Aquaculture America 2021

August 11 - 14, 2021

San Antonio, Texas

STOCHASTIC MODELING AND FINANCIAL VIABILITY OF MOLLUSK AQUACULTURE

Jordan T. Moor, Andrew Ropicki, Frank Asche, James Anderson
University of Florida ; Gainesville, FL 32611 ; JordanMoor@ufl.edu
 

Due to the limited control with the production process in mollusk farming, understanding the risks associated with production can be critical to a farm's success. Despite the industry's need for more knowledge, compared to freshwater finfish and crustaceans, limited attention has been given to economic aspects of mollusk production, such as productivity growth and production risk. Research that has been conducted on the economic viability of molluscan aquaculture often employed deterministic profitability models with sensitivity analysis used to measure risk. However, deterministic sensitivity analysis assumes variables are well known and can be represented by a single value, which can be inaccurate if inputs are highly correlated. Due to the characteristics of mollusk farming, it could be better fit by models that are a function of multiple random elements. Stochastic risk analysis can be performed utilizing Monte Carlo simulation in conjunction with sensitivity analysis or simulation scenarios can be compared. We applied both methods to compare three different environmental scenarios, three equipment systems, and four risk mitigation strategies for Gulf of Mexico oyster production.

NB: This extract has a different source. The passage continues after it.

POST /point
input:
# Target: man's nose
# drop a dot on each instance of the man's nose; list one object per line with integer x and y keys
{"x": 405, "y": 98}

For our Gulf of Mexico case study, results showed that when no environmental risk was included, all three gear systems were profitable on an annual basis by the end of the 10-year time frame. The floating bag system had the highest average NPV (figure 1). When environmental events were introduced to the simulations, there was a predictable negative correlation between profit and the likelihood of environmental events. Floating cages were most adversely affected by these occurrences and had zero instances of a positive cash position by year 10 (figure 2). When risk mitigation strategies were introduced in the form of crop insurance, the economic difference between the four strategies were small. No insurance level had first order stochastic dominance.

As shown in our Gulf of Mexico example, differences in local environmental characteristics and production systems used can greatly influence profitability. For future applications of the model, we must be cognizant of the unique challenges to each region being analyzed and the species being farmed.